The human eye is like a camera that collects, focuses, and transmits light through a lens to create an image of its surroundings. In a camera, the image is created on film or an image sensor. In the eye, the image is created on the retina, a thin layer of light-sensitive tissue at the back of the eye.
Like a camera, the human eye controls the amount of light that enters the eye. The iris (the colored circular part of the eye) controls the amount of light passing through the pupil. It closes up the pupil in bright light and opens it wider in dim light. The cornea is the transparent, protective surface of the eye.

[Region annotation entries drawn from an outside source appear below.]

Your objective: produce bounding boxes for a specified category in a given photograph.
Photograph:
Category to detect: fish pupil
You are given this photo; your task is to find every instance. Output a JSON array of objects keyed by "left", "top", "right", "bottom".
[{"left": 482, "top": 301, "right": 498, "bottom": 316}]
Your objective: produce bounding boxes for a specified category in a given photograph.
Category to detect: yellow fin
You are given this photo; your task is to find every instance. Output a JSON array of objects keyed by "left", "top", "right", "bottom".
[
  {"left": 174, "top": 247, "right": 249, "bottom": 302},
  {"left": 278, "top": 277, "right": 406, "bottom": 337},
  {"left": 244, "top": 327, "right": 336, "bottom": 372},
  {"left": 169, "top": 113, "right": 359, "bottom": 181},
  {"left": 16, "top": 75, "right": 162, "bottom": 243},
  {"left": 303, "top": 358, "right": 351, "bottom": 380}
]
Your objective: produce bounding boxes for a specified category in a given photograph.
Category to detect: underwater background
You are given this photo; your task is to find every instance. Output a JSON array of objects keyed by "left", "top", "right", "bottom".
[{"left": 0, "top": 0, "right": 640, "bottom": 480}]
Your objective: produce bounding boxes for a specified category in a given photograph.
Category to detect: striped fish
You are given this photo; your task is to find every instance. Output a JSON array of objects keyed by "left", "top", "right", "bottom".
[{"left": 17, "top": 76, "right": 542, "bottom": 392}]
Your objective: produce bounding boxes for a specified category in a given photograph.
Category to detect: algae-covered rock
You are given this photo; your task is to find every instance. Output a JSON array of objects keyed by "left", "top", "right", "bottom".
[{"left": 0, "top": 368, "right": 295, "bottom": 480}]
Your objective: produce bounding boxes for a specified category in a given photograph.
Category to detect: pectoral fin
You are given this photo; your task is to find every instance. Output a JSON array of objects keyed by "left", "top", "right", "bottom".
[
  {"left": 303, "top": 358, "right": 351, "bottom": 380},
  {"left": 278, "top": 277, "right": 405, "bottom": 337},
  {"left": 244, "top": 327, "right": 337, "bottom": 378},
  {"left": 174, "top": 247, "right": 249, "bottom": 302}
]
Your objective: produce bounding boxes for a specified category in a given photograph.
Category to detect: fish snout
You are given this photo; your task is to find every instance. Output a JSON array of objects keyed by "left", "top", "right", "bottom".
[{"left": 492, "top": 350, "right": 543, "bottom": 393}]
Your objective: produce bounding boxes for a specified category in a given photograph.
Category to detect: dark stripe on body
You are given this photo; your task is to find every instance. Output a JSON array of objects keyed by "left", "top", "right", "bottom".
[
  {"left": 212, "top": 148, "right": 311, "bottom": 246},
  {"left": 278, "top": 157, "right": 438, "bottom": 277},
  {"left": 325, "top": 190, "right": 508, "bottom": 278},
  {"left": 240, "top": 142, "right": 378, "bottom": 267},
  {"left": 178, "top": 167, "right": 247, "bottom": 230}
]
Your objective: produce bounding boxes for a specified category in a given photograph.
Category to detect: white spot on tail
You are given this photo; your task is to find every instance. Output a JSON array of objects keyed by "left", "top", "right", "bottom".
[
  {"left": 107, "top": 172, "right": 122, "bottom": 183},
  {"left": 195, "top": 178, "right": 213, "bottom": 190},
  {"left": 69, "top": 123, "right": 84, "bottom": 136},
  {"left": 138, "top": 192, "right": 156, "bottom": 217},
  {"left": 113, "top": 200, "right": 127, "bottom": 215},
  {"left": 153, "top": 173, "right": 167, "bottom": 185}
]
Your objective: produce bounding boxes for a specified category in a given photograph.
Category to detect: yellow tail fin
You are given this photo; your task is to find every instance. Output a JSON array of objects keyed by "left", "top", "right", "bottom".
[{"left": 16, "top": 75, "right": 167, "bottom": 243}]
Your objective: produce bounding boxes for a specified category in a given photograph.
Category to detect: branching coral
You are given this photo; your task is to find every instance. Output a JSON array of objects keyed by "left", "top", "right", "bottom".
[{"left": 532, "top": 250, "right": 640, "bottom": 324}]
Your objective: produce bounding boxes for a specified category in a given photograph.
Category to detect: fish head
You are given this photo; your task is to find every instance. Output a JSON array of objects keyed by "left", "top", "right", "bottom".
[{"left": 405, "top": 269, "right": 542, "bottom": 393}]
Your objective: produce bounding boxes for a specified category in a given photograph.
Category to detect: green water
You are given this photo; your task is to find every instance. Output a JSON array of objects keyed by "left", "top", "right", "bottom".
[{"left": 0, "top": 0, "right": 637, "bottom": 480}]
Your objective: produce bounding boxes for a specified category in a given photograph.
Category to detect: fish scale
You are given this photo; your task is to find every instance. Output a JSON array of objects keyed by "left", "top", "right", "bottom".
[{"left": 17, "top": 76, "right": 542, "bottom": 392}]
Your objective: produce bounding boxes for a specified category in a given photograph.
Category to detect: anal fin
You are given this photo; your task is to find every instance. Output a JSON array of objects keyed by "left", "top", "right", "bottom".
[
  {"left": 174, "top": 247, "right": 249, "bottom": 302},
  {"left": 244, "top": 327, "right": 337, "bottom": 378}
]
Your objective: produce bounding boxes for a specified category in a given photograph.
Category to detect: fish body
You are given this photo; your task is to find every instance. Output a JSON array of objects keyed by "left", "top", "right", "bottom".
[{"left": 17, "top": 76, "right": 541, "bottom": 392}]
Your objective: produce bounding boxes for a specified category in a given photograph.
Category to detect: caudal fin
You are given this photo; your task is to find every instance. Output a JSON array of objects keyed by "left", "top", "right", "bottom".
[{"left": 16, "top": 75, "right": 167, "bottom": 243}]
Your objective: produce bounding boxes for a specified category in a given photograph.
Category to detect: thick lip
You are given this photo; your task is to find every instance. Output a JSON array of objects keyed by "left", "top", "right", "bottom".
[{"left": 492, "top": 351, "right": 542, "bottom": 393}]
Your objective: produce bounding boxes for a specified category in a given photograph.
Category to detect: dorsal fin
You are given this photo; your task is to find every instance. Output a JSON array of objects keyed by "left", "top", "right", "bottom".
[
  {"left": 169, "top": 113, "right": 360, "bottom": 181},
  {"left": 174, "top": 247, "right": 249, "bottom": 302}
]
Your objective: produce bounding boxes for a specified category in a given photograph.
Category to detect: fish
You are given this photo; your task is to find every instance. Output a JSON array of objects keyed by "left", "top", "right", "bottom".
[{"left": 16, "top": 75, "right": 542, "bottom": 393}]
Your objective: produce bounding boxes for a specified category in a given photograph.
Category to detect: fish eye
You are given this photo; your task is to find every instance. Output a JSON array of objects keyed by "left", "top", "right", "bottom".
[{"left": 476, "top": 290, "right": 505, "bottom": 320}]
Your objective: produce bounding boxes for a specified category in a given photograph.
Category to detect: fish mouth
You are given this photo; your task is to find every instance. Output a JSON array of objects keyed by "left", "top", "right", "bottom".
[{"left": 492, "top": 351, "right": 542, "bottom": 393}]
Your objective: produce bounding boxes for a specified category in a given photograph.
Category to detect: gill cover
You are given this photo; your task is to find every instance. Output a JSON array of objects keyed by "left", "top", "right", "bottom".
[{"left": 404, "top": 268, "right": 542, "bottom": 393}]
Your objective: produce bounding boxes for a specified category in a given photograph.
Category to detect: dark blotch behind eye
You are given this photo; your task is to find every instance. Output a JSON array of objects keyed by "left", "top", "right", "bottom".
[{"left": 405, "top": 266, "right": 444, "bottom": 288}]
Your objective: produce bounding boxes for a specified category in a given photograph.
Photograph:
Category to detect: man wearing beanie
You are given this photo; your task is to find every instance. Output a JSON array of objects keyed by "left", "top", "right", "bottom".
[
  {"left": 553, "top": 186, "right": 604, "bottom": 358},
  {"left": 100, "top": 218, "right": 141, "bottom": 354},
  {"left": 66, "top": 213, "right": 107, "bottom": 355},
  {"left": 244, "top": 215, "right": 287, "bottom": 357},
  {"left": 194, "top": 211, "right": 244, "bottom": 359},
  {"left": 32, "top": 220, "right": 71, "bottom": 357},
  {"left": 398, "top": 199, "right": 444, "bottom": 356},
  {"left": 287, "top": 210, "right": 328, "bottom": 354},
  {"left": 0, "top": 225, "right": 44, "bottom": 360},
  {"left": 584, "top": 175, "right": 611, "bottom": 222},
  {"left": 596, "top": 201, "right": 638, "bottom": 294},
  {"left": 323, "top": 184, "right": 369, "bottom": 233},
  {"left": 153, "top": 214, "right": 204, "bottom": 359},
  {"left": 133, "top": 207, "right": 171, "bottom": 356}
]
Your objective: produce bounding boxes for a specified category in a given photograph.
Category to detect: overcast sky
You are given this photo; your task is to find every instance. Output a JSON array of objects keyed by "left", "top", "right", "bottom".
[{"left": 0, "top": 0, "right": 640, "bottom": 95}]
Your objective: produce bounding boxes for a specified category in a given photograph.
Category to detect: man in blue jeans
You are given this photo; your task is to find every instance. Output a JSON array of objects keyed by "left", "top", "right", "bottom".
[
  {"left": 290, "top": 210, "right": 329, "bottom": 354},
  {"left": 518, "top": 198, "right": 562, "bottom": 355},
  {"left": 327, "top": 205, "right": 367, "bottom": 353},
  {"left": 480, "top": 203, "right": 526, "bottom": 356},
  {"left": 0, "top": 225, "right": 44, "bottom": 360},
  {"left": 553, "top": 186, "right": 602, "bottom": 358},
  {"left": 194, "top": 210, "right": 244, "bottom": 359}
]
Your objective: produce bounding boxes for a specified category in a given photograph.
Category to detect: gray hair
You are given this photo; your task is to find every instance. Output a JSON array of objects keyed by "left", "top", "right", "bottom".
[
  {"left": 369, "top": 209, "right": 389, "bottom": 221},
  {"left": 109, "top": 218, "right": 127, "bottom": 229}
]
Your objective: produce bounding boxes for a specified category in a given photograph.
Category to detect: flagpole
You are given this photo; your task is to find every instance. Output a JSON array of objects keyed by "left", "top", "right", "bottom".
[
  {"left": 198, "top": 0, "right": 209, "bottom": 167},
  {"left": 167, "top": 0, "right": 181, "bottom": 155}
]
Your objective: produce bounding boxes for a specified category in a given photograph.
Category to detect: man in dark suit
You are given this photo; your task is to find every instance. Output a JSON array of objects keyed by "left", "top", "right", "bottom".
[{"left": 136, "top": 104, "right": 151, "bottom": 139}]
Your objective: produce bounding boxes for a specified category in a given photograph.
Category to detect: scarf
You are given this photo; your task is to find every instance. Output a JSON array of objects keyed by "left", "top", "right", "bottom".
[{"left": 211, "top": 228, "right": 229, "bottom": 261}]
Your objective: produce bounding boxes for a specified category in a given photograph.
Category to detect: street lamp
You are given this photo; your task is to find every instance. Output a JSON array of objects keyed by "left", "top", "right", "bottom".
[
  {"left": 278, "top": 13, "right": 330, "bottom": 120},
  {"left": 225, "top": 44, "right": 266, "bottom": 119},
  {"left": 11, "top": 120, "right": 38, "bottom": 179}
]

It helps focus light, as does the lens, which sits just behind the iris.
When light enters the eye, the retina changes the light into nerve signals. The retina then sends these signals along the optic nerve (a cable of more than 1,000,000 nerve fibers) to the brain. Without a retina or optic nerve, the eye can’t communicate with the brain, making vision impossible.
What Is Visual Impairment?
Many people have some type of visual problem at some point in their lives. Some can no longer see objects far away. Others have problems reading small print. These types of conditions are often easily treated with eyeglasses or contact lenses.
But when one or more parts of the eye or brain that are needed to process images become diseased or damaged, severe or total loss of vision can occur. In these cases, vision can’t be fully restored with medical treatment, surgery, or corrective lenses like glasses or contacts.
The American Foundation for the Blind estimates that 10 million people in the United States are visually impaired. Visual impairment is a term experts use to describe any kind of vision loss, whether it’s someone who cannot see at all or someone who has partial vision loss.
Some people are completely blind, but many others have what’s called legal blindness. They haven’t lost their sight completely but have lost enough vision that they’d have to stand 20 feet from an object to see it as well as someone with perfect vision could from 200 feet away.